Virtual Mentoring: Two Adaptive Models for Supporting Early-career Simulation Investigators in the Era of Social Distancing
AEM Educ Train
© 2020 by the Society for Academic Emergency Medicine Background: Early-career simulation investigators identify limited mentorship as a common barrier to disseminating scholarship and launching a successful academic career in emergency medicine (EM). Conferences often bridge this gap, but the COVID-19 pandemic has forced their indefinite delay. Virtual solutions are needed to capitalize on the breadth of national simulation research experts and grow mentorship in a postpandemic world. Methods: We developed two complementary innovations to facilitate scholarship development and minimize COVID-associated career challenges resulting from social distancing requirements. The e-fellows forum (FF) provides a capstone experience for works-in-progress and the e-consultation service (CS) supports simulation research during the earlier project stages of design and development. In conjunction with the Society for Academic Medicine’s Simulation Academy, we applied videoconferencing technology for both of these novel, virtual innovations.

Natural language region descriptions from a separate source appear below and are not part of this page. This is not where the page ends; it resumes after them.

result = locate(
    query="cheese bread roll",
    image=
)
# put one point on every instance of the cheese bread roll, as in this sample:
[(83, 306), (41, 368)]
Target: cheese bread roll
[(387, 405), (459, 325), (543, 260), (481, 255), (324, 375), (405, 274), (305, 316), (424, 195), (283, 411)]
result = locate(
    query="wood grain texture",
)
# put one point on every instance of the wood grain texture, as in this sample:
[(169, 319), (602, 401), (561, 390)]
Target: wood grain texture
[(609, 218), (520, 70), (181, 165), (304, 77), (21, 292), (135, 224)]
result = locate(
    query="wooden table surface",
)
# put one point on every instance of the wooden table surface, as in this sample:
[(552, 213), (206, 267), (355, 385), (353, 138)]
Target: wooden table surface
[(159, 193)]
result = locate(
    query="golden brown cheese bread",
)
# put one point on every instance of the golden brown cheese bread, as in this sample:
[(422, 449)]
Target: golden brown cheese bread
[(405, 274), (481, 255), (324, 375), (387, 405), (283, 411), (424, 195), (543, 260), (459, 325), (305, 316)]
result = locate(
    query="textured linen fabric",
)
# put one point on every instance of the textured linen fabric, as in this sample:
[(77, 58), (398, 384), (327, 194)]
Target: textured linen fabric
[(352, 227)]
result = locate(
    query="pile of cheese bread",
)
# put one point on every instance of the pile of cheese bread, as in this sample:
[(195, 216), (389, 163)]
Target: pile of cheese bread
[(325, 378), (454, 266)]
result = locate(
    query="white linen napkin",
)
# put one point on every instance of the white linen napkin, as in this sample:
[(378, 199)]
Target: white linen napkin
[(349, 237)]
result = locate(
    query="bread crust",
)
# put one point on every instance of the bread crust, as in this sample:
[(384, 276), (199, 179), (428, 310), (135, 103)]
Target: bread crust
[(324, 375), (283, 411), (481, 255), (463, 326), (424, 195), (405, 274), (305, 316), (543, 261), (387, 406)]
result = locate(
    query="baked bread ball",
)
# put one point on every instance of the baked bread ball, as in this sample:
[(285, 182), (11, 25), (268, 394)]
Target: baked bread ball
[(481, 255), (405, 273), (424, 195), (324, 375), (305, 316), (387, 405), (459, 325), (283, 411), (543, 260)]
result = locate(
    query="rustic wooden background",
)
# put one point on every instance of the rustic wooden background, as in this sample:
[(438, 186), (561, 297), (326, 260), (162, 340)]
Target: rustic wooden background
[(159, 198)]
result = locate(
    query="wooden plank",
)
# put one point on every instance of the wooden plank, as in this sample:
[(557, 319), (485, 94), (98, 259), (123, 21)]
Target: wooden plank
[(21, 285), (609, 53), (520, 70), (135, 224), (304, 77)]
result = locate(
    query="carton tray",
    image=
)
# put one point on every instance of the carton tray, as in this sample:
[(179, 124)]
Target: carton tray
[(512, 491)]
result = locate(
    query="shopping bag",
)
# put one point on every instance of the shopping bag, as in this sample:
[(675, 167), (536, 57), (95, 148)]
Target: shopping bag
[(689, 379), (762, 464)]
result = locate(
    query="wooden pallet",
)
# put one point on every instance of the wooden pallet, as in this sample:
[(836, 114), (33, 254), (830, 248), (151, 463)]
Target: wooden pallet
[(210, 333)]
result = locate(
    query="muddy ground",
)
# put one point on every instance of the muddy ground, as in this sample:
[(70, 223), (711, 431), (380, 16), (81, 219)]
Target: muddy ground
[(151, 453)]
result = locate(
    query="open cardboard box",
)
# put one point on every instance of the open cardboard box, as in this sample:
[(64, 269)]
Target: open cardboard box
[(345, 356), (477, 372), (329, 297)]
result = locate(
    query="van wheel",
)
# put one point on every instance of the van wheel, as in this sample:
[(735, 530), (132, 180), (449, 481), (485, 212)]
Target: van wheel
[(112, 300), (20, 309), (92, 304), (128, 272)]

We analyzed corresponding chat transcripts and detailed field notes for emerging themes. In addition, we collected quantitative data via participant surveys regarding their experiences and impact on their projects. Results: Nine simulation fellows presented at the FF and seven junior simulation investigators participated in the CS sessions. Most preferred the virtual format (56% FF, 66% CS) and found the sessions to be helpful in project advancement (66% FF, 100% CS). COVID-19 affected most projects (89% FF, 67% CS). We identified three themes via qualitative analysis: design concerns and inquiries, validation or support shown by mentors and peers, and professional cohesion. Conclusions: Participants felt that both virtual mentorship innovations advanced their simulation research projects and fostered a sense of professional cohesion within a greater community of practice. These benefits can be powerful at a time where simulation researchers in EM feel disconnected in an era of social distancing. Our future work will include adaptations to a hybrid model with both virtual and in-person modalities as well as creation of more e-mentorship opportunities, thus broadening the early-career simulation research community of practice.